4.2 UPS Limitations Related to EMP

A standard UPS does not inherently protect against EMP-class events because:

  • EMP pulses are extremely fast (nanoseconds),

  • they contain broadband energy,

  • they can couple into both AC and DC lines,

  • UPS electronics themselves may be vulnerable without filtering or shielding.

Therefore, UPS ≠ EMP protection. Additional layers are required.

5. Integrated EMP Protection Strategy for Data Centres

EMP-aware data-centre designs typically combine multiple measures:

5.1 Surge and Transient Filtering

High-speed filters and surge arrestors placed before and after UPS modules help prevent EMP-induced pulses from reaching IT loads.

5.2 Shielding of Critical Zones

Selective shielding may be applied to:

  • control rooms,

  • network POP rooms,

  • command & control racks,

  • high-value IT enclosures.

Shielded rooms or Faraday enclosures reduce radiated energy penetration.

5.3 Grounding and Bonding Architecture

Robust, unified grounding eliminates differential voltages that can arise during wide-area electromagnetic disturbances.

5.4 Electrical Segmentation

Designing separate electrical pathways (dual feeds, isolated UPS strings, separate PDUs) prevents a single pulse from taking out the whole facility.

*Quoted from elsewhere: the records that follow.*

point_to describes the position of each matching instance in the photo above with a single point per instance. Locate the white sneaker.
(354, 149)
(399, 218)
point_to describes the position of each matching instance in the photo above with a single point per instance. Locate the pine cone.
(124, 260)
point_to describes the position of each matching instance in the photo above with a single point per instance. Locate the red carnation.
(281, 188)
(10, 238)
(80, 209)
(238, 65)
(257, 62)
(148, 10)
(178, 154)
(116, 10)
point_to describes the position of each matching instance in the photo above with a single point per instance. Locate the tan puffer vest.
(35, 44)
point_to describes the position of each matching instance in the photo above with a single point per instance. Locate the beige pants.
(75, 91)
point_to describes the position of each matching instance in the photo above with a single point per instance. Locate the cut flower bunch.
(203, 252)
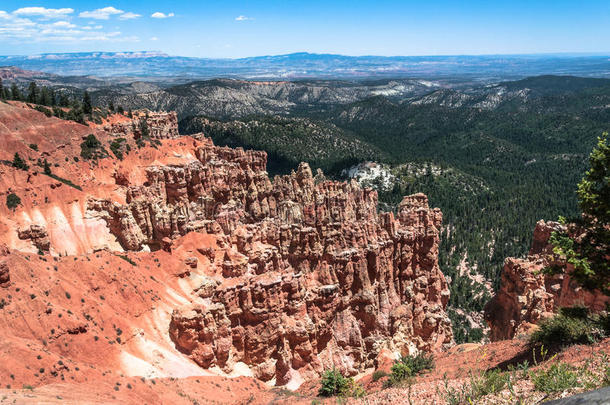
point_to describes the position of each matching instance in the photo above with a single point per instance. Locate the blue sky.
(229, 28)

5.5 Testing and Validation

Critical data centres may conduct:

  • transient tests,

  • grounding audits,

  • shielding verification,

  • periodic maintenance of EMP filters.

6. Procurement Implications for Italian Data Centres

When specifying UPS and EMP measures for new or expanded data centres, operators typically:

  • demand modular UPS systems compatible with EMP filtering,

  • require demonstrable surge/transient performance characteristics,

  • include design provisions for selective shielding and filtered penetrations,

  • integrate UPS planning with grid-connection and fault-ride-through strategies,

  • align with internal risk assessments and operational continuity needs.